ただ、関税政策の負のインパクトが予想以上に大きくなったり、長引いたりした場合には、ここ数年の賃上げの流れが弱まることが懸念されるとした。「世界経済や国際金融資本市場の動きを巡る不確実性が極めて大きいことを踏まえると、わが国経済・物価に対するこうしたダウンサイドリスクを注視していく必要がある」と語った。
米国動向については「今後数カ月の消費者物価と労働市場の動向は、米国経済やFRB(米連邦準備理事会)の政策運営をみる上で重要であり、それは為替市場をはじめとした国際金融資本市場にも影響を与える」と述べた。
<消費者物価「私どもの予想より強め」>
内田副総裁は物価について、米国の高関税政策が経済下押しを通じて物価の押し下げリスクとなる一方で、食料品価格を中心にコストプッシュ面からの押し上げ圧力がかかっていると指摘。双方の動きが、企業の賃金・価格設定行動などを通じて先行きの物価見通しにどのような影響を及ぼすか、注目していくと述べた。
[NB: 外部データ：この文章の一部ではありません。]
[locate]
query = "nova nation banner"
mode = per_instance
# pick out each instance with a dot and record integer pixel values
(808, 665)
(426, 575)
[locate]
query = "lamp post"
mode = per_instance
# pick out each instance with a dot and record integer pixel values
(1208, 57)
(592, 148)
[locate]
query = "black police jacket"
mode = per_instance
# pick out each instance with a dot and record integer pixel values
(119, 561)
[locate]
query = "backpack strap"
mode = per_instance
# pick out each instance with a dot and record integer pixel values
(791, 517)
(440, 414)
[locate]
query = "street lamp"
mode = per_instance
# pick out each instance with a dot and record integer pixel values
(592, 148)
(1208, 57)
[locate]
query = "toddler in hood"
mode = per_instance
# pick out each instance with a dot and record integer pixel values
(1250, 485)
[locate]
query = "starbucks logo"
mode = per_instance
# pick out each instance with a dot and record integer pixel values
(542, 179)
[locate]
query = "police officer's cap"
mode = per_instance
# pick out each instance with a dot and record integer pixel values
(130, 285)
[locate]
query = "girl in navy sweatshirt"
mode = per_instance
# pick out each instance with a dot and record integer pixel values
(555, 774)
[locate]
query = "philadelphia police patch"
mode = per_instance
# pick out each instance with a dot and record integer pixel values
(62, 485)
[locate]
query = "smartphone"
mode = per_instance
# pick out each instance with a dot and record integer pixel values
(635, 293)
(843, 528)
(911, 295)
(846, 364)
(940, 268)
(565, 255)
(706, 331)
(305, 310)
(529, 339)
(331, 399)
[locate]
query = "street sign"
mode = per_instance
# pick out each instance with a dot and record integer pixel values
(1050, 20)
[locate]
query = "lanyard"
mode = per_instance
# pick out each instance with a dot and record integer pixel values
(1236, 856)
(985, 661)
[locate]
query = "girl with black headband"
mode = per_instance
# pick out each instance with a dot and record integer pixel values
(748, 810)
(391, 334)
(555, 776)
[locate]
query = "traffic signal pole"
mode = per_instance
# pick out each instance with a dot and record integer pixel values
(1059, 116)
その一方で今年度入り後、値上げの動きがコメ以外の食料品にも広がっており「消費者物価は私どもや市場の予想よりも強めで推移している」と指摘。少なくとも食料品について、企業の価格設定行動が「従来の考え方から有意に変化している」と述べた。中長期的な予想物価上昇率は直接観察することが難しい指標だが、「ここ数年は大きな変革期にある」との認識の下、企業行動の変化などを丁寧に把握していきたいと話した。
日銀は6月に2026年度の国債買い入れ減額計画を決めた。内田副総裁は、減額のペースを落とす理由として「急激な金利の変動による景気・物価への悪影響」を挙げ、「当然のことながら財政に対する配慮ではない」と述べた。